Demand for our services and products is particularly sensitive to the level of exploration,
development, and production activity of, and the corresponding capital spending by, oil and natural gas
companies, including national oil companies. The level of exploration, development, and production
activity is directly affected by trends in oil and natural gas prices, which, historically, have been volatile
and are likely to continue to be volatile.
Prices for oil and natural gas are subject to large fluctuations in response to relatively minor
changes in the supply of and demand for oil and natural gas, market uncertainty, and a variety of other
economic factors that are beyond our control. Any prolonged reduction in oil and natural gas prices will
depress the immediate levels of exploration, development, and production activity which could have a
material adverse effect on our consolidated results of operations and consolidated financial condition. Even
the perception of longer-term lower oil and natural gas prices by oil and natural gas companies can
similarly reduce or defer major expenditures given the long-term nature of many large-scale development
projects. Factors affecting the prices of oil and natural gas include:
- the level of supply and demand for oil and natural gas, especially demand for natural gas in
the United States;
- governmental regulations, including the policies of governments regarding the exploration for
and production and development of their oil and natural gas reserves;
- weather conditions and natural disasters;
- worldwide political, military, and economic conditions;
- the level of oil production by non-OPEC countries and the available excess production
capacity within OPEC;
- oil refining capacity and shifts in end-customer preferences toward fuel efficiency and the use
of natural gas;
- the cost of producing and delivering oil and natural gas; and
- potential acceleration of development of alternative fuels.

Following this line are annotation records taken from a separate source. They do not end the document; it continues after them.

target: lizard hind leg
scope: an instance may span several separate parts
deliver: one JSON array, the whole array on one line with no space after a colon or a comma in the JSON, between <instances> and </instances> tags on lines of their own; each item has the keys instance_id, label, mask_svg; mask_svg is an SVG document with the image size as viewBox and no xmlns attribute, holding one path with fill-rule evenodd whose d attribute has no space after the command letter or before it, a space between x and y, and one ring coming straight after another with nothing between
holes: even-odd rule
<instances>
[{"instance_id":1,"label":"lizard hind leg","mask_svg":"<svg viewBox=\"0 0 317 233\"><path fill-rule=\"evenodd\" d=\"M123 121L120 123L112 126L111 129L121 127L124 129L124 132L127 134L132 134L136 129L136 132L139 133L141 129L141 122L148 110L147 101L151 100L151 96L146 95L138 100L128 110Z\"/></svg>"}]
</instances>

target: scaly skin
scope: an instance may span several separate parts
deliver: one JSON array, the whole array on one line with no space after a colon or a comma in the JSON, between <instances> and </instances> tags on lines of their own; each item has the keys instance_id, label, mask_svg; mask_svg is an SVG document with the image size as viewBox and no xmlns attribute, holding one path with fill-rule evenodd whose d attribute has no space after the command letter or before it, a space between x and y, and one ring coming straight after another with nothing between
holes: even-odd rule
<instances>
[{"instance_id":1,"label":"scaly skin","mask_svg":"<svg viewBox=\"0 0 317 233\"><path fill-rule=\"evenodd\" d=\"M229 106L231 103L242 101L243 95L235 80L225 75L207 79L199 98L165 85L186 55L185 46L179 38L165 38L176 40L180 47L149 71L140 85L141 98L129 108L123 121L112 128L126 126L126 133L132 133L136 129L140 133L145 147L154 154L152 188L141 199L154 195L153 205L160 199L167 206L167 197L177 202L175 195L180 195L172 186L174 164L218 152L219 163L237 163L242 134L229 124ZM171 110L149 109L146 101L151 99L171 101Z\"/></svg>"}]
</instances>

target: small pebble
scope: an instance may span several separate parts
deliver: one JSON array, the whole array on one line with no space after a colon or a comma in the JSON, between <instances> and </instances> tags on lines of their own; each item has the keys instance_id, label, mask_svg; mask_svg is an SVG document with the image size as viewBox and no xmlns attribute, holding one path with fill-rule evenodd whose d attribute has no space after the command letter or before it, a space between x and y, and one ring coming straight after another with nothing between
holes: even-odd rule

Our business is dependent on capital spending by our customers and reductions in capital
spending could have a material adverse effect on our consolidated results of operations.
Our business is directly affected by changes in capital expenditures by our customers, and
restrictions in capital spending could have a material adverse effect on our consolidated results of
operations. Some of the changes that may materially and adversely affect us include:
- the consolidation of our customers, which could:
cause customers to reduce their capital spending, which would in turn reduce the demand
for our services and products; and
result in customer personnel changes, which in turn affect the timing of contract
negotiations; and
- adverse developments in the business and operations of our customers in the oil and natural
gas industry, including write-downs of reserves and reductions in capital spending for
exploration, development, and production.